Die filmische Dokumentation wird vom Wochenende an Teil der Ausstellung „gestern die Stadt von morgen“ sein, die bis zum 7. September im Kunstmuseum zu sehen sein wird. Zum wiederholten Mal befasst sich das Kunstmuseum mit der jüngsten Stadtgeschichte und nutzt die Hochhäuser für eine Kunstaktion. Mit dem Forum sind diese Wohntürme Ausdruck der Zukunftsvisionen, die man in den 60er und 70er Jahren hatte. Es war die Zeit, als man noch von einem Wachstum Mülheims auf über 200.000 Einwohner ausging, den City-Ring plante, der durch die Altstadt geführt worden wäre, und überhaupt an der autogerechten Stadt arbeitete. Die letzten geplanten Wohntürme und Hochbrücken wurden dann schon nicht mehr realisiert. Es ist kein Zufall, dass Schnitt diesen Ort auswählte.
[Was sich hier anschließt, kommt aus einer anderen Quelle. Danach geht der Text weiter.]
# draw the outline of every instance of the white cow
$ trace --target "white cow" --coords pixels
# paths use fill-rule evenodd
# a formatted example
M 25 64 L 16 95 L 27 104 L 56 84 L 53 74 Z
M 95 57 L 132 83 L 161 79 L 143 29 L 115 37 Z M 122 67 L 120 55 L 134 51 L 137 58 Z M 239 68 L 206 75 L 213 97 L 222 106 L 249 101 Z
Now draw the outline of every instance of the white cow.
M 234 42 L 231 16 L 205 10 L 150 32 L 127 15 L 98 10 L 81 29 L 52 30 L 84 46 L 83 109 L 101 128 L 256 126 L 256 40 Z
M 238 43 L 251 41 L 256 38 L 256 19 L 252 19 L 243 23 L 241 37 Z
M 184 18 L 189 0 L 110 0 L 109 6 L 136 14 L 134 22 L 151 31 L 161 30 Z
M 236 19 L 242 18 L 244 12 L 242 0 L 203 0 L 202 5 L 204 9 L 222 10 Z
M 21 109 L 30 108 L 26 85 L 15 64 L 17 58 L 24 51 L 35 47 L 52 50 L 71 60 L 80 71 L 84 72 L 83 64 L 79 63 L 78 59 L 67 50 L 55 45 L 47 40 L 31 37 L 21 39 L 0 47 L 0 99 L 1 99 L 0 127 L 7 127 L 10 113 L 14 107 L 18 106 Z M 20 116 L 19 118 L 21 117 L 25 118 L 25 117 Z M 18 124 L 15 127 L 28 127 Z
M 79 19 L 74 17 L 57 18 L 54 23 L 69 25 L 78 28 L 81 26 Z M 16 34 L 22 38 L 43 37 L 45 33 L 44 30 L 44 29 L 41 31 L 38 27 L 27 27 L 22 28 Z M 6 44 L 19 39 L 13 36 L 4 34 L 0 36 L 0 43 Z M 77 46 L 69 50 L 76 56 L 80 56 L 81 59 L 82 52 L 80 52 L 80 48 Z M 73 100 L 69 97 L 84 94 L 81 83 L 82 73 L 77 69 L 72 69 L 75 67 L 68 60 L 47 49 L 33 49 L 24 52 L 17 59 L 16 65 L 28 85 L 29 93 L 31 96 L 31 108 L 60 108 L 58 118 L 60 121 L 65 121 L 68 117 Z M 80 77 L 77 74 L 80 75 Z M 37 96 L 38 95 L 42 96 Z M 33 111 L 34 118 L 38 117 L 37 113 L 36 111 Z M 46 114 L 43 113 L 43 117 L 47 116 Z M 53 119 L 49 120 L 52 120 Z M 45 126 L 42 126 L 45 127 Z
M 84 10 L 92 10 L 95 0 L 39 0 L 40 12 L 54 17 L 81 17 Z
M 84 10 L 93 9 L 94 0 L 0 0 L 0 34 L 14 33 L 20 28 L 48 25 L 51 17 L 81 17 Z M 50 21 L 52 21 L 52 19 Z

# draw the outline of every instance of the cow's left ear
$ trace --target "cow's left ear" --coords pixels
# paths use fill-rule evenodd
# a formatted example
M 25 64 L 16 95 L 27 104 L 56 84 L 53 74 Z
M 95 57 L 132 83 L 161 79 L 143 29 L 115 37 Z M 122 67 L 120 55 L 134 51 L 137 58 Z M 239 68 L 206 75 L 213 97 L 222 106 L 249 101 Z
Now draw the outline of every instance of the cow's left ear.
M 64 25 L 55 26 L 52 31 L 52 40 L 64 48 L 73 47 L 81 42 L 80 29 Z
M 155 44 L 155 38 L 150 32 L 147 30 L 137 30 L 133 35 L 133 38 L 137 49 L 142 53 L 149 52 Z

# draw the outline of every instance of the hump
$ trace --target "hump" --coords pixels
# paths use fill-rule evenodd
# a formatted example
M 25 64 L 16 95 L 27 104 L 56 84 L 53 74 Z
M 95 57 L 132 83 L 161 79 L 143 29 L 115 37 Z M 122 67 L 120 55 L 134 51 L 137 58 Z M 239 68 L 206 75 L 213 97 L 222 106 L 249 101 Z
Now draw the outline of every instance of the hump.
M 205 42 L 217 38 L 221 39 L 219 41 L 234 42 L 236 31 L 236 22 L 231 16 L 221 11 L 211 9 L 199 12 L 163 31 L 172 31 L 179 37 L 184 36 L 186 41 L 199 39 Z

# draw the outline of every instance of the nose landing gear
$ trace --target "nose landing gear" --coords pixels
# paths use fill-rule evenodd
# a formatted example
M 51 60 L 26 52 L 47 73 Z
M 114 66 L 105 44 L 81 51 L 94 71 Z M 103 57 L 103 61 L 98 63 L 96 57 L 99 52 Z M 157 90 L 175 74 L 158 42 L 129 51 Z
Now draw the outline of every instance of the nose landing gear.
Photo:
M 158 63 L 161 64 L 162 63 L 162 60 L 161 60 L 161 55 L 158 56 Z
Einige Menschen mehr hätte sie sich gewünscht. „Vielleicht hätte ich die Freiwilligen besser auf ein Hochhaus konzentrieren sollen“, meinte sie hinterher, zeigte sich aber zufrieden. Einige waren zudem auf Balkonen an der Rückseite des Gebäudes postiert. So waren es zu wenig Akteure, um die Passanten auf dem Kurt-Schuhmacher-Platz zu irritieren. Einige Passanten blieben immerhin stehen und schauten verdutzt hoch. An den Balkonen mussten die roten Tücher jedoch mit den Sonnenmarkisen und einigen Deutschlandflaggen konkurrieren. Für die größte Irritation aber sorgte wohl die Drohne, die zwei Stunden lang die Hochhäuser umkreiste. Sie war mit einer kleinen Kamera ausgestattet, die die Aktion dokumentierte. Aber viele bemerkten das leise Flugobjekt gar nicht, das von acht Rotoren angetrieben wird.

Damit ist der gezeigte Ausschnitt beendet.